The Republicans have been emphasising fuel prices in attacks on Mr Obama in the run-up to November’s presidential election, as signs of modest recovery in the labour market make it harder to fight on the issue of jobs. Yet while Americans are worried and angry about fuel costs, it is the overall performance of the economy, rather than petrol prices alone, that appears to influence elections.

Most economists think the rising prices seen this year, while strengthening the current against which the global economy is swimming, will not be enough to wash it downstream. For net oil-importing countries, they reduce real incomes and hence growth. But economists at Goldman Sachs calculate that a 10 per cent rise in crude oil and petrol prices tends to reduce US economic growth by a quarter to half a percentage point. With a consensus forecast for US growth of 2-2.5 per cent for 2012, the impact of the rises so far this year would not be negligible, but nor would it be dramatic.

. . .

More concerning would be evidence that a price rise is reflecting, or encouraging, a general inflationary boom of the kind seen in the 1970s, but supporting evidence is missing. Despite recent increases in expectations of higher prices, core measures of inflation in most of the leading economies remain low, and prices of other commodities – metals, food and agricultural raw materials – remain lower than a year ago.

A severe supply disruption in the Gulf would be a different matter. Oil prices seem to have a “non-linear” impact on growth – larger rises inflict more than proportionate damage – possibly because they are often accompanied by increased uncertainty arising from geopolitical tension. IHS Global Insight, a consultancy, has modelled a temporary closure of the Strait of Hormuz between Iran and the Arabian peninsula, the export route for a fifth of the world’s oil.

In those conditions, IHS believes, the eurozone would be among the hardest hit because of its dependence on imported oil and its already fragile economic state. The disruption could reduce eurozone GDP by nearly 1.5 per cent, compared with only 0.9 per cent for the US. Japan and China would take about the same hits on GDP as the US, with smaller reductions in growth for India and Brazil, and a boost to the output of Russia, a huge net energy exporter.

Trevor Houser of Rhodium Group, a consultancy, says that for America there are uncomfortable echoes of the early 1980s. “Just as the economy was getting back on its legs, the Iran-Iraq war sent oil prices up another 23 per cent. The US economy dipped back into recession in July 1981, and didn’t recover until a year and a half later. The west faces similar risks today.”

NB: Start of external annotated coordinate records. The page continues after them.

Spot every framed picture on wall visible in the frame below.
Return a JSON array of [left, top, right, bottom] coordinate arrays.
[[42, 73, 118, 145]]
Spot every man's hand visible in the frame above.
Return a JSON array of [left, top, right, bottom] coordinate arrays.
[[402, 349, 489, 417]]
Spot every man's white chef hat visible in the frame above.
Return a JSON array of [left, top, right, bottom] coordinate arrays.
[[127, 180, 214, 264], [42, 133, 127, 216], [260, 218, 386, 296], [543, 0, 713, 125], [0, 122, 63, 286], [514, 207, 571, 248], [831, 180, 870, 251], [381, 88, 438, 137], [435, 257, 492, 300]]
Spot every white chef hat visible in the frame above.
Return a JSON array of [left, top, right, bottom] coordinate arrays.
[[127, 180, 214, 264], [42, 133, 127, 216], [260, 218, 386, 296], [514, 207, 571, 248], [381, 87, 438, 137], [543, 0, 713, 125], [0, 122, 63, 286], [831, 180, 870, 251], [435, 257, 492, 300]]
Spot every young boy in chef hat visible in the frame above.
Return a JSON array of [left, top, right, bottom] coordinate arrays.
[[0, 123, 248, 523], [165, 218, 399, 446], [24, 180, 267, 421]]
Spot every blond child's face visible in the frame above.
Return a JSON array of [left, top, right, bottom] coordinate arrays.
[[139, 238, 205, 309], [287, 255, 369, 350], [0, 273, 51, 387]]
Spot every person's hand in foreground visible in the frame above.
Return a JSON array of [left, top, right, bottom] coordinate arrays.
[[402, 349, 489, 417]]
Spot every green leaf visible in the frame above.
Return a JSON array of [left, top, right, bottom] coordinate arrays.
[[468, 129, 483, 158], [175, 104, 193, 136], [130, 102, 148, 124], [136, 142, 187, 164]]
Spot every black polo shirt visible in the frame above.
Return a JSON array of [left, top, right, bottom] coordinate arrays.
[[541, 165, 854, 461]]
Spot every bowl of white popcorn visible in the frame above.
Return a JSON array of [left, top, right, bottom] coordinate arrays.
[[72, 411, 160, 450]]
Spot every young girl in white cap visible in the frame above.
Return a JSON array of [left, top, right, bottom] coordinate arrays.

There is still more that consuming countries can do, such as releasing oil from their strategic reserves – a move being considered by Mr Obama and other western leaders. A release is likely even if the oil market remains as it is, and certain if it deteriorates.

But while that can put a brake on the market, sending rising prices into reverse is more difficult. The co-ordinated release from reserves by 28 countries aftersupplies from Libya were disrupted by the civil war last year probably forestalled a much steeper rise in prices, but oil was more expensive when that release ended than when it began.

Oil consuming countries may have to accept that if they are to meet their objectives of trying to prevent a nuclear-armed Iran, there will be an economic price to be paid.

Michael Levi of the Council on Foreign Relations, a New York-based think-tank, argues that there is really only one way to blunt the weapon: use less of it. “We can produce more oil, which reduces our vulnerability a bit,” he says. “But the most important thing we can do long-term is consume less oil.”